Regardons  ce qu’en dit  la littérature et particulièrement cette petite merveille :

« Molloy »
De Samuel Beckett,
Aux éditions de minuit

Après Proust, Beckett ? D’accord, j’exagère ! Pourtant quel bonheur de  rapprocher ces deux là. Car l’amour de l’un ne va pas sans l’admiration  de l’autre, même si Proust achève sa quête dans la plénitude du temps retrouvé, tandis que  Beckett sombre, avec une délectation féroce et un humour au vitriol, dans le vide absolu du non-sens. Molloy est un roman double. Côté face, un SDF à béquille, qui, sur une bicyclette rafistolée,  cherche sa mère au fond des fossés. Dans un décor aussi flambant qu’un poireau bouilli sous un ciel de Toussaint, Molloy raconte sa vie au travers d’instants immobiles et de guingois.  Au fur et à mesure de son récit, il tombe dans une inactivité totale,  pour finir sous des feuilles mortes après une longue reptation. Côté pile, Moran, un détective solitaire chargé d’enquêter sur Molloy. Moran, homme de convictions, inflexible et sûr de lui, est lancé à la recherche de Molloy par une autorité à l'allure vaguement divine, Youdi. Moran se perdra pour finalement rejoindre Molloy dont il est l’ombre,  le double absolu. Les deux récits se répondent dans une série d'échos fuyants et  de miroirs à donner le vertige.
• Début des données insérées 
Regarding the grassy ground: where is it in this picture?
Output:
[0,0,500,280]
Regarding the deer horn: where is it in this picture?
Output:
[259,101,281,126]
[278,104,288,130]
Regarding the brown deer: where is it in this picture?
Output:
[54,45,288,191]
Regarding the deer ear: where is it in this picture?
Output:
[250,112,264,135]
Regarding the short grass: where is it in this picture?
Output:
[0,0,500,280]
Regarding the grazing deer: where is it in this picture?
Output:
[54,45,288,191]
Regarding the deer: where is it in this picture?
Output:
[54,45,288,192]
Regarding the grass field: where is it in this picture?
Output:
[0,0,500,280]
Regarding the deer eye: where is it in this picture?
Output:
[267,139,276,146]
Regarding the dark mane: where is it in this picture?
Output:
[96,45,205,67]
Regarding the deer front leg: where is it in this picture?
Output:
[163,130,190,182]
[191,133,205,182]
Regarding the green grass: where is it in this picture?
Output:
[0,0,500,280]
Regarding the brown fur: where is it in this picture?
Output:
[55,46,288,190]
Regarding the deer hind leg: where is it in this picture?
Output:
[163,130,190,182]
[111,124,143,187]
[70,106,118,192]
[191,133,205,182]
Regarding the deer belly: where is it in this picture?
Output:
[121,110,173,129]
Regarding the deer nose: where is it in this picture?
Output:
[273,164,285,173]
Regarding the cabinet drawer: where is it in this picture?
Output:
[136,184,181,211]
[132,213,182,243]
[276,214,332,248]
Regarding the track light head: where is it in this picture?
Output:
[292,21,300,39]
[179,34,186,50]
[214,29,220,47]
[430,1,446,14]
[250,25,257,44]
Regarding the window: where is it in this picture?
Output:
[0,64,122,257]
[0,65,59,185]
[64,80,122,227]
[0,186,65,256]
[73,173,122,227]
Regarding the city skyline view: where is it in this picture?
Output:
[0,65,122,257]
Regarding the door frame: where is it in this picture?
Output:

Quelle fascination pour  l’immobilité définitive du paysage ! Pour l’inertie absolue des sujets ! Pour la fixité de l’espace ! Rien ne se perd et très peu se transforme d'une heure, d'un jour, d'une vie à l'autre, celle de Molloy ou  celle de Moran (la même ?), naissance et mort se rejoignant dans le même instant final (ou  débutant ?).  Beckett écrit en Français.  C’’est pour appauvrir son Gaëlique irlandais, bien trop truculent et coloré pour les univers blafards qu’il veut nous transmettre : le résultat est  glaçant. Avec le Grand Marcel, nous étions dans le rêve impressionniste. Avec le Maigre Samuel, nous voilà réduits à occuper de moins en moins d’espace et de temps, à renoncer à toute autre consolation que l’effacement absolu. Avec Beckett je suis tombé dans le vide absurde. Je n’ai pas eu mal, non.
Pire :
je me suis décomposé,  avec cet attachement  étrange pour ce qui reste… quand il ne reste plus rien.